- Directed by: David Wagner [de]
- Screenplay by: David Wagner
- Produced by: Arash T. Riahi Sabine Gruber
- Starring: Gerhard Liebmann Luka Dimić Julia Koschitz
- Cinematography: Serafin Spitzer
- Edited by: Stephan Bechinger
- Music by: Eva Klampfer
- Release date: 2022;
- Country: Austria

= Eismayer =

2022 Austrian drama film

Eismayer is a 2022 Austrian drama film written and directed by David Wagner, in his feature film debut.

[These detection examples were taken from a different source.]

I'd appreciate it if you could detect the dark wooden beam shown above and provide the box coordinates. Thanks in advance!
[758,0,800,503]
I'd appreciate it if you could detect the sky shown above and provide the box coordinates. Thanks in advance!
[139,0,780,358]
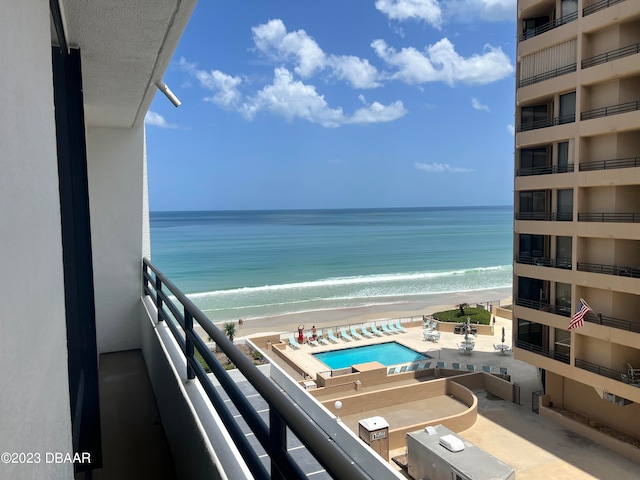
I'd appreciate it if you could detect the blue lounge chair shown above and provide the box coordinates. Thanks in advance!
[289,335,300,350]
[327,328,340,343]
[371,323,384,337]
[349,325,364,340]
[340,328,353,342]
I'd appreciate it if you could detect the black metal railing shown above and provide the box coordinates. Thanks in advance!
[143,258,370,479]
[519,12,578,42]
[582,43,640,68]
[516,163,574,177]
[580,100,640,120]
[516,255,571,270]
[515,297,571,317]
[584,312,640,333]
[578,262,640,278]
[518,63,585,88]
[516,340,569,365]
[576,358,626,382]
[580,157,640,172]
[582,0,624,17]
[578,213,640,223]
[515,212,573,222]
[517,114,576,132]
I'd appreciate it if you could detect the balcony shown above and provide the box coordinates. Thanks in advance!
[584,100,640,121]
[516,255,571,270]
[582,43,640,69]
[516,340,569,365]
[143,259,378,479]
[578,213,640,223]
[580,157,640,172]
[516,163,574,177]
[515,297,571,317]
[518,12,578,42]
[584,312,640,333]
[518,63,584,88]
[516,115,576,132]
[582,0,624,17]
[515,212,573,222]
[578,262,640,278]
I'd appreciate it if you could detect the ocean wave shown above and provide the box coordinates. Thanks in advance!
[187,265,512,301]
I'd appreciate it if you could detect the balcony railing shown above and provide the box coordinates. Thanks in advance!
[516,255,571,270]
[143,258,370,479]
[580,100,640,120]
[516,340,569,365]
[578,213,640,223]
[519,12,578,42]
[582,0,624,17]
[580,157,640,172]
[584,312,640,333]
[582,43,640,68]
[576,358,626,382]
[516,212,573,222]
[517,114,576,132]
[518,63,585,88]
[578,262,640,278]
[516,163,574,177]
[515,297,571,317]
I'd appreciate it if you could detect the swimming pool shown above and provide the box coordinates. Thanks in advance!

It won the Venice Critics’ Week Grand Prize at the 79th edition of the Venice Film Festival.

== Plot ==
Sergeant Major Charles Eismayer, a feared and brutal drill sergeant in the Austrian Army, is known for his tough and uncompromising training methods, making him a formidable figure among new recruits.

However, Eismayer harbors a secret: he is a closeted gay man. His carefully constructed heteronormative facade begins to crumble when he meets Mario Falak, an openly gay recruit. Despite the rigid and macho environment of the military, a passionate and secret romance blossoms between them.

== Cast ==

- Gerhard Liebmann as Charles Eismayer
- Luka Dimić as Mario Falak
- Julia Koschitz as Christina Eismayer
- Anton Noori as 	Striegl
- Karl Fischer as Hierzberger
- Christopher Schärf as Karnaval
- Lion Tatzber as Dominik Eismayer
- Thomas Momcinovic as Tomić
- Thomas Otrok as Nagl
- Stan Steinbichler as Weber
- Matthias Hack as Gratzl
- Lukas Johne as Jan
- Harry Lampl as Mader

==Production==
The film is based on real events. It was produced by Golden Girls Film, in co-operation with ORF Film/Fernseh-Abkommen and ZDF, and in association with Arte.

==Release==
The film premiered at the 79th Venice International Film Festival, in the International Critics' Week sidebar, where it won the Grand Prize for best film.

==Reception==
  The film won four Austrian Film Awards, for best screenplay, best score, best actor (Gerhard Liebmann) and best supporting actor (Luka Dimic).